Cessat phana, cesset regnum,
Cessabit et unctio;
Instat regni Judaeorum
Finis et oppressio.

(Tunc ANGELUS improviso exclamabit:)

Voilà que viendra le Saint, 
le Saint d'entre les saints,
Dont le roi a ordonné révérence, 
Le Tout-puissant!
Ce sera la fin des sanctuaires, la fin de l'empire,
La fin du royaume ancien,
La fin de l'empire des Juifs
Et de l'oppression est proche!

(Un ANGE apparaît alors soudain, et s'écrie:)

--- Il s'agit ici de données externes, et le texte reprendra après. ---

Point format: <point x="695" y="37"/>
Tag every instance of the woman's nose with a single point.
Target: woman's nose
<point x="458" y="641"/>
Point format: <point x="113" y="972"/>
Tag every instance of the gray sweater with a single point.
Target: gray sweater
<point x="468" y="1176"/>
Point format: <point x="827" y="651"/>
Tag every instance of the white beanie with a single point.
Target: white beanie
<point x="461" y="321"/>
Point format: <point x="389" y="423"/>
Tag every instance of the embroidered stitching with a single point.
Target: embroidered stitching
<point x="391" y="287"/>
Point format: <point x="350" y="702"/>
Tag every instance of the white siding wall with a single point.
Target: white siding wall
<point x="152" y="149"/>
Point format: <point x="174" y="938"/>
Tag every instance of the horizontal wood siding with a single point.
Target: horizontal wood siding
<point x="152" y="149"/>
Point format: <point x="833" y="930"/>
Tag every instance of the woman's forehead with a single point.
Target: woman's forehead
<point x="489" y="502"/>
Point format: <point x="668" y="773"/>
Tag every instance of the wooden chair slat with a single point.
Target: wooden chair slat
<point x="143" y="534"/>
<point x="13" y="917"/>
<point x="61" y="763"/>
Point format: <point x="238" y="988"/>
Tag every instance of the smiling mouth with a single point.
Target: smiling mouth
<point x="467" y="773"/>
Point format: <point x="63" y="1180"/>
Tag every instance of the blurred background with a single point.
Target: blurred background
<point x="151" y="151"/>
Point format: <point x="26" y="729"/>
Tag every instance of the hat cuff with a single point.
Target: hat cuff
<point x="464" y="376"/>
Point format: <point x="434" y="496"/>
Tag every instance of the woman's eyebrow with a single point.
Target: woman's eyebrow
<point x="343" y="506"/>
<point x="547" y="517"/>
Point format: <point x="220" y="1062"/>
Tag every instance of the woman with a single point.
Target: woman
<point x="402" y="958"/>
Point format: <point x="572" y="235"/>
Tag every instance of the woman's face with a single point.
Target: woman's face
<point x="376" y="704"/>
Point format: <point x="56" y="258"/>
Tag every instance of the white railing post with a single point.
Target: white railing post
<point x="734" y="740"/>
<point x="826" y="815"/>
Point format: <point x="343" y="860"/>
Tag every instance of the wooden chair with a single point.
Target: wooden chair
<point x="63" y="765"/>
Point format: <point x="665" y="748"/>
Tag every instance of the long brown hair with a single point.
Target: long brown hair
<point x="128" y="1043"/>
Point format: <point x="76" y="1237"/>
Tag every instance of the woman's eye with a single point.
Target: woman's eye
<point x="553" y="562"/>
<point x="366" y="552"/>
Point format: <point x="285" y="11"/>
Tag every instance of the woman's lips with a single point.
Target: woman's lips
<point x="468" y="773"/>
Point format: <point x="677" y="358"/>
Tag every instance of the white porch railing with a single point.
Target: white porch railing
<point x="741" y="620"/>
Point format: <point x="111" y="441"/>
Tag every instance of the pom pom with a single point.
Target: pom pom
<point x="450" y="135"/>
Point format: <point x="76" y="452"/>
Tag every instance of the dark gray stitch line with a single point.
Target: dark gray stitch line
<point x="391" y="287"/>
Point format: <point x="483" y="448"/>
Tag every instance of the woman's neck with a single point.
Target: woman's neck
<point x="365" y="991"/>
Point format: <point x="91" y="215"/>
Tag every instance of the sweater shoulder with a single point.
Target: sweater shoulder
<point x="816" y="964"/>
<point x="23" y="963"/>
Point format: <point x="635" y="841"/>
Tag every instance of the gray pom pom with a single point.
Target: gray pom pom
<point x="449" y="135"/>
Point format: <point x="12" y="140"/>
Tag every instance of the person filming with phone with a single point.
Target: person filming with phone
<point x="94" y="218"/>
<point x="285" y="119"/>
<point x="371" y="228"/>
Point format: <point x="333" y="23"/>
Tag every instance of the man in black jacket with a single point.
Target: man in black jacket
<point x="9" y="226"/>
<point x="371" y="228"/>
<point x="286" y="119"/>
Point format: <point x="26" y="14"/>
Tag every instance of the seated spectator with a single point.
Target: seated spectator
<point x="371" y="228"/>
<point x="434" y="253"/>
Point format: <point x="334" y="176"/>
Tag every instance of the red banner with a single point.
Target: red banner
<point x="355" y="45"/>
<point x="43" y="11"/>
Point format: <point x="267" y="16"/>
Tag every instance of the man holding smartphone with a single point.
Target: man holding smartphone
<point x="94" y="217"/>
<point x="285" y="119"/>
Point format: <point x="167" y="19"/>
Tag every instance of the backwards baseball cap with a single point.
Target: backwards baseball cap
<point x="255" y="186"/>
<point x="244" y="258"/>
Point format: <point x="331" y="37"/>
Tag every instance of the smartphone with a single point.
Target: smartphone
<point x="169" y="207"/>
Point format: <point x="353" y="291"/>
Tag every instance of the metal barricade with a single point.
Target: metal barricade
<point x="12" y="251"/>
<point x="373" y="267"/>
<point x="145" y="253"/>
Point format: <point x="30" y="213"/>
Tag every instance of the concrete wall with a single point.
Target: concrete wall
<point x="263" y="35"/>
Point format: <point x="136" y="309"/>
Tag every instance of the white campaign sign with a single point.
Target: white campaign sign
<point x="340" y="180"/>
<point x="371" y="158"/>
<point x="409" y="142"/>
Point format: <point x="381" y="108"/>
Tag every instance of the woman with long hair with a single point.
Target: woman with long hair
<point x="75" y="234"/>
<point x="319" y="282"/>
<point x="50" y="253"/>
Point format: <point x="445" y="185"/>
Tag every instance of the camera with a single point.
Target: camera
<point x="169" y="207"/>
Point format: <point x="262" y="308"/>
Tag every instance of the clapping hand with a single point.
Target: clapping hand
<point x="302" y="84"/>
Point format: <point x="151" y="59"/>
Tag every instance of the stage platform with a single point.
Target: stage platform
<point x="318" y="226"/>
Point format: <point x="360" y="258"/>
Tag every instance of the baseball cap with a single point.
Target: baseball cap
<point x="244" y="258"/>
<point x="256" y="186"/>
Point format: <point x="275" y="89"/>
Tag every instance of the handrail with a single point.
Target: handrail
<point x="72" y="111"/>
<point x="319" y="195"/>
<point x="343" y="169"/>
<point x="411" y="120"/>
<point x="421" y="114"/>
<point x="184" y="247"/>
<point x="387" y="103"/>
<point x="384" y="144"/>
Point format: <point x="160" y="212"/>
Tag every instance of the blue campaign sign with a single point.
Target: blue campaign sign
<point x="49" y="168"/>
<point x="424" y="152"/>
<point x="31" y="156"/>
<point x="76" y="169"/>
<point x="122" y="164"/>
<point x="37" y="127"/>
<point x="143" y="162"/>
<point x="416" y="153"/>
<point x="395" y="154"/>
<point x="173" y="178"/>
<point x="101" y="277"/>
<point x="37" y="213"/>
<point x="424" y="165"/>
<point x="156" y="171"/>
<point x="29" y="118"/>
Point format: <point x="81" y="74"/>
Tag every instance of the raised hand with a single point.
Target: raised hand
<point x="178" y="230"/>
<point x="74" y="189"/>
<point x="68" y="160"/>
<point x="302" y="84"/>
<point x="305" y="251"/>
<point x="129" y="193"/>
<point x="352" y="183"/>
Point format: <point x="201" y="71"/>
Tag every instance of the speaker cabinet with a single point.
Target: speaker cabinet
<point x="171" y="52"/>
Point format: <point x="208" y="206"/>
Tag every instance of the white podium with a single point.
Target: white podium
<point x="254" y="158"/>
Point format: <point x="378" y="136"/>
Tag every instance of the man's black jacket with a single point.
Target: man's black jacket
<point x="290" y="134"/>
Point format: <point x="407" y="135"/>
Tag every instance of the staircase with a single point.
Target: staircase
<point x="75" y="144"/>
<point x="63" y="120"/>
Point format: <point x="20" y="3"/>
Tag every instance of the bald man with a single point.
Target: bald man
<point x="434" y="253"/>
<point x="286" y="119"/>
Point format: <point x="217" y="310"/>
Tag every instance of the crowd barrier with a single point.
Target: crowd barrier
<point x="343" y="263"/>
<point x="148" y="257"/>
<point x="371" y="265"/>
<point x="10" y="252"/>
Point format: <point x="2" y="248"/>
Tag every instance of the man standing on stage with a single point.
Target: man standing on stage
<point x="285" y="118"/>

Nuntium vobis fero de supernis:
Natus est Christus, Dominator orbis,
In Bethlem Judae, sic enim propheta dixerant ante.
Je vous apporte un message du haut des cieux:
Le Christ, seigneur de l'univers, est né,
À Bethléem, en Judée, comme l'a prédit le prophète!
CHORUS
Puer natus est nobis, et filius datus est nobis,
Cuius imperium super humerum ejus
Et vocabitur nomen ejus magni consilii Angelus.
LE CHŒUR
Le Ciel nous a donné un enfant, un Fils,
Et toute la puissance pèse sur ses épaules,
Et il aura pour nom l'Ange de la Grande Décision!

 
 
 
DISCOGRAPHIE

N.B. Il a été fait divers enregistrements du Jeu de Daniel. Outre celui de la Schola Hungarica déjà mentionné, on peut signaler

Le jeu de Daniel, The clerkes of Oxenford, dir David Wulstan, Calliope (cal 1848), 1975.
Ludus Danielis Harp Consort Andrew Lawrence-King  ; Play of Daniel ; 1998 CD
Daniel and the lions, Ludus Danielis, Frederick Renz Ensemble For Early Music  ; 1989 CD
Tous ces enregistrements semblent aujourd'hui introuvables.